Balletskandal in Berlin : Ist der Nussknacker rassistisch?

Ein Kommentar von Wiebke Hüster
Aktualisiert am 24.11.2021

Das Staatsballett Berlin setzt den „Nussknacker” ab – weil die Darstellung der Chinesen und Orientalen darin rassistisch sei. Für wie dämlich hält man das Publikum?

„Das Staatsballett Berlin hat massive Probleme. Seit 2020 steht Christiane Theobald, ehemals Stellvertreterin einer ganzen Phalanx längst vergessener Direktoren, selbst kommissarisch an der Spitze. Das Ensemble ist zunehmend unattraktiv: für Tänzer, weil sie bis 2023 keinen Direktor haben werden, der mit ihnen im Ballettsaal steht, aber auch für ein Publikum, dem immer wieder vorgesetzt wird, was noch so spielbar im Repertoire ist. Aber es ist noch schlimmer. Die Berliner B.Z. hat es gemerkt. Weihnachten ist die Saison für ein berühmtes Ballett des neunzehnten Jahrhunderts, eines von Peter Iljitsch Tschaikowsky, von Marius Petipa und noch mehr von Lew Iwanow. Die B.Z. fragt also: Wo bleibt „Der Nussknacker“ in diesem Jahr? Auf dem Spielplan steht er nämlich nicht.

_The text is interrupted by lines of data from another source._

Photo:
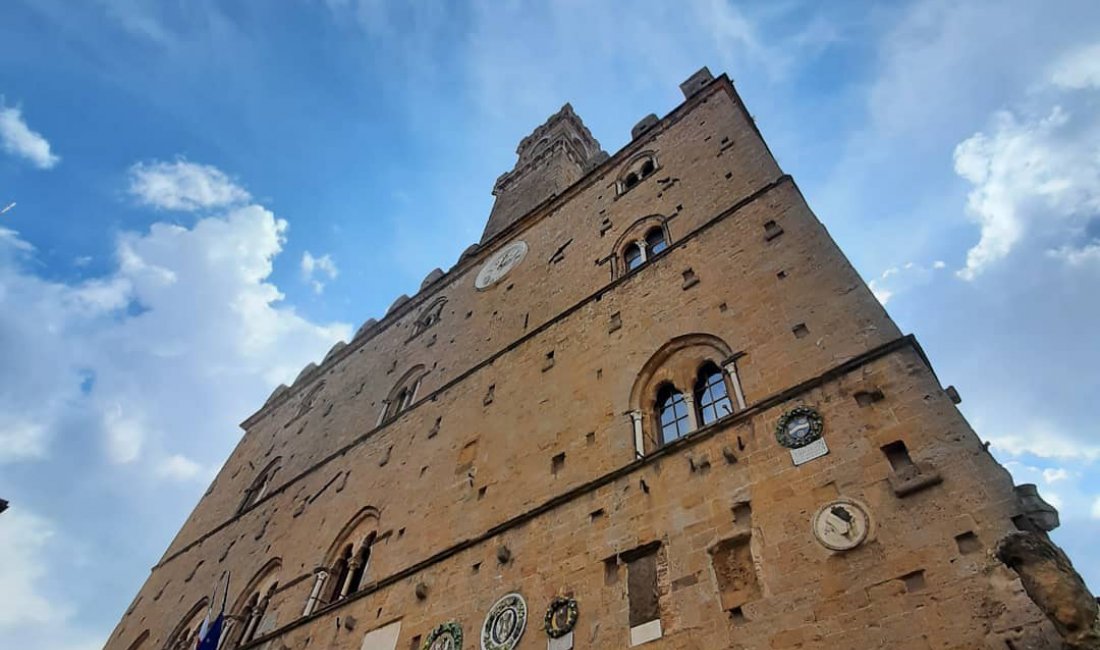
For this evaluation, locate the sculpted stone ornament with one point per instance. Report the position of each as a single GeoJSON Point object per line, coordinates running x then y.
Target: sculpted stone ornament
{"type": "Point", "coordinates": [499, 264]}
{"type": "Point", "coordinates": [561, 617]}
{"type": "Point", "coordinates": [800, 430]}
{"type": "Point", "coordinates": [447, 636]}
{"type": "Point", "coordinates": [505, 624]}
{"type": "Point", "coordinates": [842, 525]}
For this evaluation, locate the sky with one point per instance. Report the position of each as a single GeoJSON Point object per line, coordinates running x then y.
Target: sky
{"type": "Point", "coordinates": [208, 195]}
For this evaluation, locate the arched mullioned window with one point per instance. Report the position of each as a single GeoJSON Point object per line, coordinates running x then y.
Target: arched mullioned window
{"type": "Point", "coordinates": [345, 568]}
{"type": "Point", "coordinates": [641, 166]}
{"type": "Point", "coordinates": [252, 615]}
{"type": "Point", "coordinates": [690, 382]}
{"type": "Point", "coordinates": [403, 394]}
{"type": "Point", "coordinates": [260, 485]}
{"type": "Point", "coordinates": [640, 242]}
{"type": "Point", "coordinates": [429, 316]}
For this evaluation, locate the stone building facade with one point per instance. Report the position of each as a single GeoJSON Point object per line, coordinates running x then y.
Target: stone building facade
{"type": "Point", "coordinates": [656, 405]}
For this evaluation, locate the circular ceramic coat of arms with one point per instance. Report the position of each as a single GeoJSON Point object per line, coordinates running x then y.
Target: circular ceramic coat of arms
{"type": "Point", "coordinates": [842, 525]}
{"type": "Point", "coordinates": [561, 617]}
{"type": "Point", "coordinates": [799, 427]}
{"type": "Point", "coordinates": [447, 636]}
{"type": "Point", "coordinates": [499, 264]}
{"type": "Point", "coordinates": [505, 624]}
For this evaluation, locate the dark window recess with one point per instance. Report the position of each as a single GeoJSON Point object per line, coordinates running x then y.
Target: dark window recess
{"type": "Point", "coordinates": [690, 278]}
{"type": "Point", "coordinates": [557, 463]}
{"type": "Point", "coordinates": [868, 397]}
{"type": "Point", "coordinates": [968, 542]}
{"type": "Point", "coordinates": [914, 582]}
{"type": "Point", "coordinates": [633, 256]}
{"type": "Point", "coordinates": [711, 395]}
{"type": "Point", "coordinates": [641, 588]}
{"type": "Point", "coordinates": [735, 572]}
{"type": "Point", "coordinates": [656, 241]}
{"type": "Point", "coordinates": [771, 230]}
{"type": "Point", "coordinates": [898, 455]}
{"type": "Point", "coordinates": [672, 414]}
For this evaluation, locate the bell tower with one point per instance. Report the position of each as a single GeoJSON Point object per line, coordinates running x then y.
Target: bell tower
{"type": "Point", "coordinates": [552, 157]}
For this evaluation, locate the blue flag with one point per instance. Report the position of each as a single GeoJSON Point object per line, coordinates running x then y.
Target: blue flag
{"type": "Point", "coordinates": [209, 640]}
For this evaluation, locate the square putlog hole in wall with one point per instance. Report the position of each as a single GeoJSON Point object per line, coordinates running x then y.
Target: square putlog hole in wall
{"type": "Point", "coordinates": [968, 542]}
{"type": "Point", "coordinates": [735, 571]}
{"type": "Point", "coordinates": [914, 582]}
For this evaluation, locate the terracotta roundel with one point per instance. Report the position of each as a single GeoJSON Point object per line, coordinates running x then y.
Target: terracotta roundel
{"type": "Point", "coordinates": [499, 264]}
{"type": "Point", "coordinates": [505, 624]}
{"type": "Point", "coordinates": [799, 427]}
{"type": "Point", "coordinates": [561, 617]}
{"type": "Point", "coordinates": [447, 636]}
{"type": "Point", "coordinates": [842, 525]}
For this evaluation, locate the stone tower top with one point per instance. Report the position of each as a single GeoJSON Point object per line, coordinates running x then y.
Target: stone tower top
{"type": "Point", "coordinates": [556, 155]}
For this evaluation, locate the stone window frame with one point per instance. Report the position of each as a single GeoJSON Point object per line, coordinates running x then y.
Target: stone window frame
{"type": "Point", "coordinates": [260, 486]}
{"type": "Point", "coordinates": [637, 235]}
{"type": "Point", "coordinates": [678, 363]}
{"type": "Point", "coordinates": [183, 637]}
{"type": "Point", "coordinates": [403, 395]}
{"type": "Point", "coordinates": [341, 572]}
{"type": "Point", "coordinates": [428, 317]}
{"type": "Point", "coordinates": [244, 617]}
{"type": "Point", "coordinates": [641, 166]}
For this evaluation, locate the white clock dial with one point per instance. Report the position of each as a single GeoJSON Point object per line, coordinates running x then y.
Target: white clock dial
{"type": "Point", "coordinates": [501, 263]}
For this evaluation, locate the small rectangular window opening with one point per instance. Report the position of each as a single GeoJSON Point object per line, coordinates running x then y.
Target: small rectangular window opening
{"type": "Point", "coordinates": [898, 455]}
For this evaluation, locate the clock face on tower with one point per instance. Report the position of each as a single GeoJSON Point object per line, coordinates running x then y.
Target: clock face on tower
{"type": "Point", "coordinates": [501, 263]}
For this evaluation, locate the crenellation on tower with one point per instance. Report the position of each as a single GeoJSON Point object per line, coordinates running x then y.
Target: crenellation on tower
{"type": "Point", "coordinates": [554, 156]}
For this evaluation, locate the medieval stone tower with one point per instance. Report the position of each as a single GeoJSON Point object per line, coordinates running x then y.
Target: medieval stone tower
{"type": "Point", "coordinates": [655, 405]}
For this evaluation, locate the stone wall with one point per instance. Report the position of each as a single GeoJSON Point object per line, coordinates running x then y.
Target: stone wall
{"type": "Point", "coordinates": [515, 467]}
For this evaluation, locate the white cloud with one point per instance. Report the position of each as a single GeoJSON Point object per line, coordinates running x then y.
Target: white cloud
{"type": "Point", "coordinates": [1055, 474]}
{"type": "Point", "coordinates": [1078, 69]}
{"type": "Point", "coordinates": [318, 266]}
{"type": "Point", "coordinates": [20, 141]}
{"type": "Point", "coordinates": [902, 278]}
{"type": "Point", "coordinates": [1045, 443]}
{"type": "Point", "coordinates": [24, 546]}
{"type": "Point", "coordinates": [187, 317]}
{"type": "Point", "coordinates": [184, 186]}
{"type": "Point", "coordinates": [1035, 178]}
{"type": "Point", "coordinates": [178, 467]}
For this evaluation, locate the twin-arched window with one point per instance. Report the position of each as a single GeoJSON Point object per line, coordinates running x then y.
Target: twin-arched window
{"type": "Point", "coordinates": [347, 564]}
{"type": "Point", "coordinates": [691, 382]}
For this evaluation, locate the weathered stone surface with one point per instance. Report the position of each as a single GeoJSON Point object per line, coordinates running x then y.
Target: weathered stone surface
{"type": "Point", "coordinates": [1054, 585]}
{"type": "Point", "coordinates": [468, 465]}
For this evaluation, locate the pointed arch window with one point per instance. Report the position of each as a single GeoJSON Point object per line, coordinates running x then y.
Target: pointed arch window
{"type": "Point", "coordinates": [638, 168]}
{"type": "Point", "coordinates": [655, 241]}
{"type": "Point", "coordinates": [260, 485]}
{"type": "Point", "coordinates": [633, 256]}
{"type": "Point", "coordinates": [672, 414]}
{"type": "Point", "coordinates": [712, 394]}
{"type": "Point", "coordinates": [429, 316]}
{"type": "Point", "coordinates": [347, 564]}
{"type": "Point", "coordinates": [402, 395]}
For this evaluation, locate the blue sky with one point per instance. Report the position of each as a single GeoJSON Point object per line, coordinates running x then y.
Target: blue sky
{"type": "Point", "coordinates": [210, 194]}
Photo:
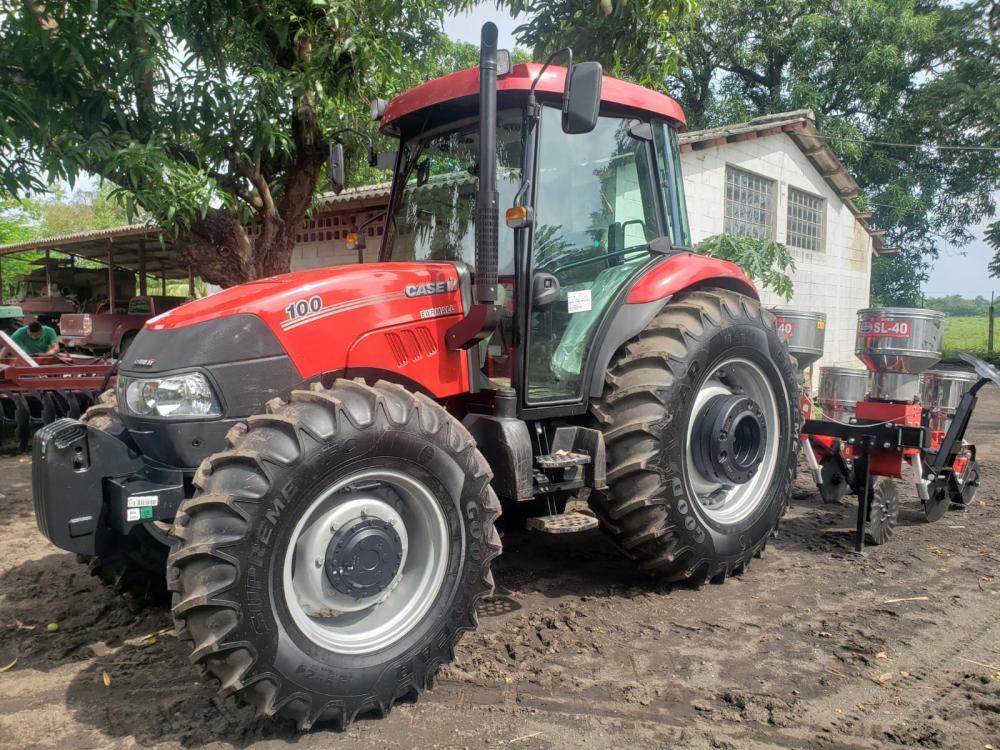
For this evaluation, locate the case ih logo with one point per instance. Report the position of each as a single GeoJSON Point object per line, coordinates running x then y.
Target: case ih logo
{"type": "Point", "coordinates": [433, 287]}
{"type": "Point", "coordinates": [894, 329]}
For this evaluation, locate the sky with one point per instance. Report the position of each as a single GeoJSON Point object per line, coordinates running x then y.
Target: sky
{"type": "Point", "coordinates": [465, 27]}
{"type": "Point", "coordinates": [953, 273]}
{"type": "Point", "coordinates": [966, 274]}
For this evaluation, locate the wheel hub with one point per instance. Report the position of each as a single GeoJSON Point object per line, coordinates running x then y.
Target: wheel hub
{"type": "Point", "coordinates": [730, 438]}
{"type": "Point", "coordinates": [363, 557]}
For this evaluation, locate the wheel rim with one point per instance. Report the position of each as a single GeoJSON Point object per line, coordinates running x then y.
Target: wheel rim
{"type": "Point", "coordinates": [366, 561]}
{"type": "Point", "coordinates": [728, 497]}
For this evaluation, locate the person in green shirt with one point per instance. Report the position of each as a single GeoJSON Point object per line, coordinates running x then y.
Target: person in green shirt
{"type": "Point", "coordinates": [36, 339]}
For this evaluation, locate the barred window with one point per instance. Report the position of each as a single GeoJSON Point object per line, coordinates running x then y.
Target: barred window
{"type": "Point", "coordinates": [805, 220]}
{"type": "Point", "coordinates": [749, 204]}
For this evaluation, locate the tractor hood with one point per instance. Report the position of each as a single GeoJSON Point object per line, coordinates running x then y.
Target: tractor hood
{"type": "Point", "coordinates": [375, 320]}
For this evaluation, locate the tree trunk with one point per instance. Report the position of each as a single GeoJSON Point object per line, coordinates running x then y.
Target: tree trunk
{"type": "Point", "coordinates": [219, 249]}
{"type": "Point", "coordinates": [222, 252]}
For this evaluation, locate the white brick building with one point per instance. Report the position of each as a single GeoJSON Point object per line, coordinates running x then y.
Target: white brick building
{"type": "Point", "coordinates": [774, 178]}
{"type": "Point", "coordinates": [771, 177]}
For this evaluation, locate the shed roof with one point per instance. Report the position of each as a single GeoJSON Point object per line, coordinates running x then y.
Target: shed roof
{"type": "Point", "coordinates": [800, 126]}
{"type": "Point", "coordinates": [162, 259]}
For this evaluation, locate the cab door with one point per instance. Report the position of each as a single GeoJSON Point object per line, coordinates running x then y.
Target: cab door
{"type": "Point", "coordinates": [596, 208]}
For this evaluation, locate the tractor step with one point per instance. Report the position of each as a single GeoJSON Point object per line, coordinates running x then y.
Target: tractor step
{"type": "Point", "coordinates": [561, 460]}
{"type": "Point", "coordinates": [564, 523]}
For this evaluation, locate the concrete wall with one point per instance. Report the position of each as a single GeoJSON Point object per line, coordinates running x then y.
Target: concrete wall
{"type": "Point", "coordinates": [322, 239]}
{"type": "Point", "coordinates": [835, 281]}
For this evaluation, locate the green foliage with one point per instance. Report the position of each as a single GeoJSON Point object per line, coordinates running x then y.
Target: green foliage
{"type": "Point", "coordinates": [767, 262]}
{"type": "Point", "coordinates": [210, 115]}
{"type": "Point", "coordinates": [957, 306]}
{"type": "Point", "coordinates": [897, 71]}
{"type": "Point", "coordinates": [896, 278]}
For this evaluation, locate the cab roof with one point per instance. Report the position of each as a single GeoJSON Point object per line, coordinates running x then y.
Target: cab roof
{"type": "Point", "coordinates": [464, 84]}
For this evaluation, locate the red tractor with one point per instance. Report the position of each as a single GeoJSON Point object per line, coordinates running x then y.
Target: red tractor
{"type": "Point", "coordinates": [313, 463]}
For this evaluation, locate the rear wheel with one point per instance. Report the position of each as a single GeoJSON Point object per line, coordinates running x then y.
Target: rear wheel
{"type": "Point", "coordinates": [136, 564]}
{"type": "Point", "coordinates": [700, 415]}
{"type": "Point", "coordinates": [333, 556]}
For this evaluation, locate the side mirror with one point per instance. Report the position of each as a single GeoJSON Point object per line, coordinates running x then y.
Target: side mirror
{"type": "Point", "coordinates": [582, 97]}
{"type": "Point", "coordinates": [336, 166]}
{"type": "Point", "coordinates": [504, 63]}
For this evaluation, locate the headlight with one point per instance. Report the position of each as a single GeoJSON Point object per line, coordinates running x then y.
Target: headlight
{"type": "Point", "coordinates": [186, 395]}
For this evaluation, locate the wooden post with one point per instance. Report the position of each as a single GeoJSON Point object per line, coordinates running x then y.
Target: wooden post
{"type": "Point", "coordinates": [111, 278]}
{"type": "Point", "coordinates": [989, 339]}
{"type": "Point", "coordinates": [142, 267]}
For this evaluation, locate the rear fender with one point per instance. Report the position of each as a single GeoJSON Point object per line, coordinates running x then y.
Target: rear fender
{"type": "Point", "coordinates": [652, 290]}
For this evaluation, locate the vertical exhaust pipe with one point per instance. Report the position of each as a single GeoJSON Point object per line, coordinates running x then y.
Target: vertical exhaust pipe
{"type": "Point", "coordinates": [483, 317]}
{"type": "Point", "coordinates": [487, 199]}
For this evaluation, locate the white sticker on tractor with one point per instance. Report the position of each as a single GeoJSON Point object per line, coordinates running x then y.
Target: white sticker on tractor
{"type": "Point", "coordinates": [578, 301]}
{"type": "Point", "coordinates": [143, 501]}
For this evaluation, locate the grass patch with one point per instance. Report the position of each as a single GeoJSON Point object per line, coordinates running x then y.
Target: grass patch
{"type": "Point", "coordinates": [970, 334]}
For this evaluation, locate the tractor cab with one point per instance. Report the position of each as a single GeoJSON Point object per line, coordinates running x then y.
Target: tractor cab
{"type": "Point", "coordinates": [583, 198]}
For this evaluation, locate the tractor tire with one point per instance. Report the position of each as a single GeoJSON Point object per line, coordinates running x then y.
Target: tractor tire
{"type": "Point", "coordinates": [136, 566]}
{"type": "Point", "coordinates": [293, 577]}
{"type": "Point", "coordinates": [662, 431]}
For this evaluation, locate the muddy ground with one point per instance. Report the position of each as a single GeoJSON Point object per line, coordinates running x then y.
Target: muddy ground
{"type": "Point", "coordinates": [812, 647]}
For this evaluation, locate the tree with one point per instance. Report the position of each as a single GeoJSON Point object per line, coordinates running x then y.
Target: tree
{"type": "Point", "coordinates": [886, 71]}
{"type": "Point", "coordinates": [634, 40]}
{"type": "Point", "coordinates": [211, 115]}
{"type": "Point", "coordinates": [765, 261]}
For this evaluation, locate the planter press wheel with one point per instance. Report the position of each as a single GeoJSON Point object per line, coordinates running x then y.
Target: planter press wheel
{"type": "Point", "coordinates": [883, 511]}
{"type": "Point", "coordinates": [835, 484]}
{"type": "Point", "coordinates": [938, 503]}
{"type": "Point", "coordinates": [965, 495]}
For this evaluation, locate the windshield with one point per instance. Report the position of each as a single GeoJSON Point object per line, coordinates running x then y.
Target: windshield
{"type": "Point", "coordinates": [433, 216]}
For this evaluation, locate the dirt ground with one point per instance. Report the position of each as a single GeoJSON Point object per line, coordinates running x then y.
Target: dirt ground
{"type": "Point", "coordinates": [812, 647]}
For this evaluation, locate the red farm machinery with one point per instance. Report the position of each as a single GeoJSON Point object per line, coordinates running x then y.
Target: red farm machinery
{"type": "Point", "coordinates": [35, 391]}
{"type": "Point", "coordinates": [896, 413]}
{"type": "Point", "coordinates": [312, 464]}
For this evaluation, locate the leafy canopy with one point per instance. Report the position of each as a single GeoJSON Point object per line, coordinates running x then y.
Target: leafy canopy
{"type": "Point", "coordinates": [767, 262]}
{"type": "Point", "coordinates": [897, 71]}
{"type": "Point", "coordinates": [211, 115]}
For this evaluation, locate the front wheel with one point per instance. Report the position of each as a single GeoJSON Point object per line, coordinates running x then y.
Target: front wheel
{"type": "Point", "coordinates": [700, 416]}
{"type": "Point", "coordinates": [333, 556]}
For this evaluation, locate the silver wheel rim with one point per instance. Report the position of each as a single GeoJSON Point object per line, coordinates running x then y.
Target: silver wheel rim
{"type": "Point", "coordinates": [731, 504]}
{"type": "Point", "coordinates": [344, 624]}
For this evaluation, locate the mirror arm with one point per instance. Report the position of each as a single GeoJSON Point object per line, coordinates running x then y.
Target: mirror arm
{"type": "Point", "coordinates": [568, 51]}
{"type": "Point", "coordinates": [372, 155]}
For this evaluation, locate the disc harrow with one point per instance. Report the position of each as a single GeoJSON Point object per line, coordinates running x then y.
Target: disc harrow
{"type": "Point", "coordinates": [35, 391]}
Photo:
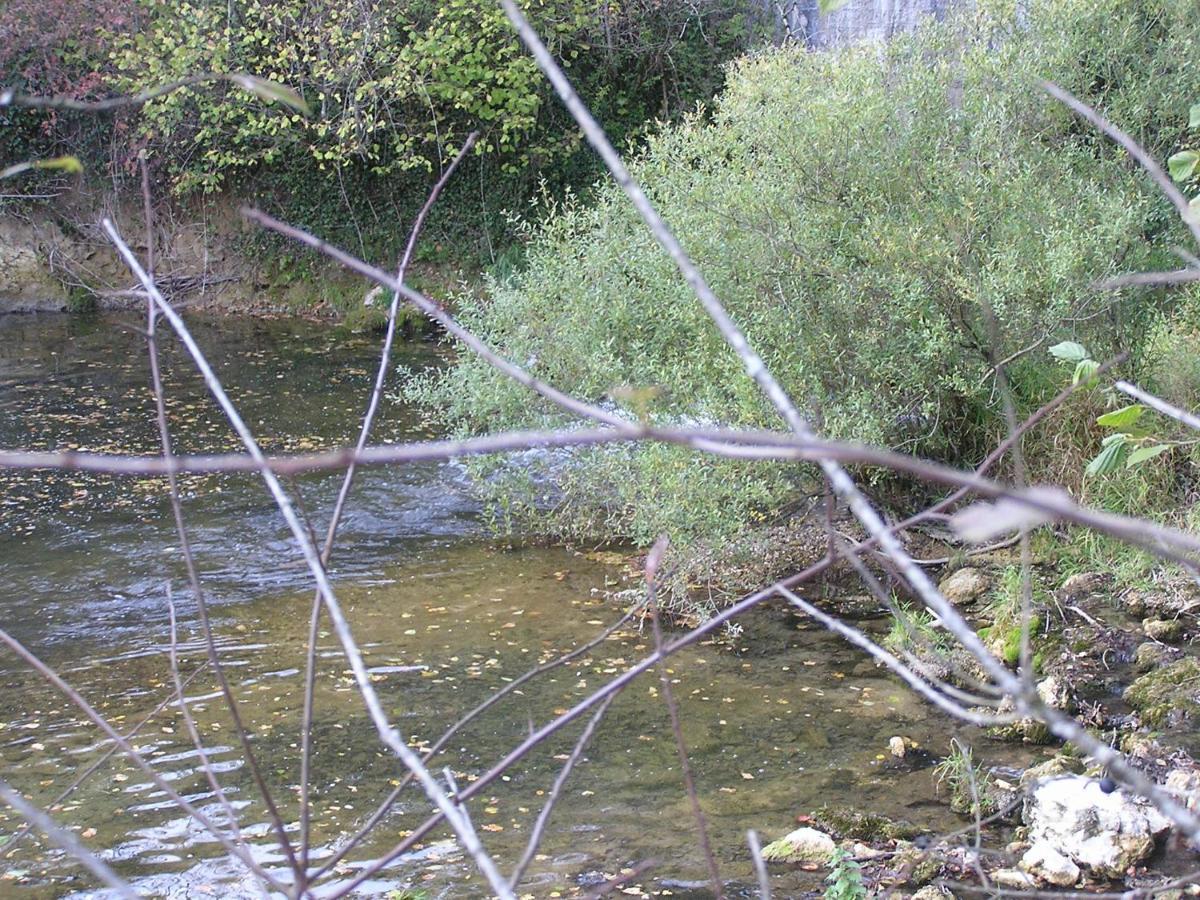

Theobald erklärt, den könne sie nicht spielen, denn darin gäbe es einen Chinesischen Tanz und einen Orientalischen Tanz. Ballettensem­bles rund um den Globus bürsten derzeit die Mäusekostüme aus und putzen die Nussknackerdegen blank für den großen Kampf, der den halben Jahresetat einspielt. Für Christiane Theobald aber ist „Der Nussknacker“ ein klarer Fall von Rassismus, besonders in dieser Fassung, einer wissenschaftlich fundierten, russisch geleiteten Rekonstruktion des Originals von 1892.“ (…)

https://www.faz.net/aktuell/feuilleton/rassismusvorwurf-staatsballett-berlin-streicht-den-nussknacker-17650394.html

Kommentar GB:

Die Sprengung der monumentalen historischen Buddhastuen von Bamiyan durch die Taliban ist mit dieser Fehlbeurteilung vergleichbar. Allerdings kann man zugunsten der Taliban vorbringen, daß sie nicht wußten, was sie taten. Dies jedenfalls in dem Sinne, daß sie mit Sicherheit über keinerlei Vorstellung vom Buddhismus verfügen, außer der, daß solche Standbilder islamisch nicht vorgesehen und somit zu zerstören sind.

Mit Blick auf das klassische kulturelle Erbe Europas wäre jedoch die Annahme abwegig, die Direktorin des Staatsballetts Berlin verfüge nicht über die einschlägige Kenntnis. Also weiß sie, was sie tut. Ihr dürfte oder sollte auch bewußt sein, daß sie sich selbst einer hochgradig problematischen zeitgeistigen Ideologie untergeordnet hat. Aber dieser bewußte Verrat am kulturellen Erbe kann nicht wie im Falle der Taliban mit Unwissenheit entschuldigt werden.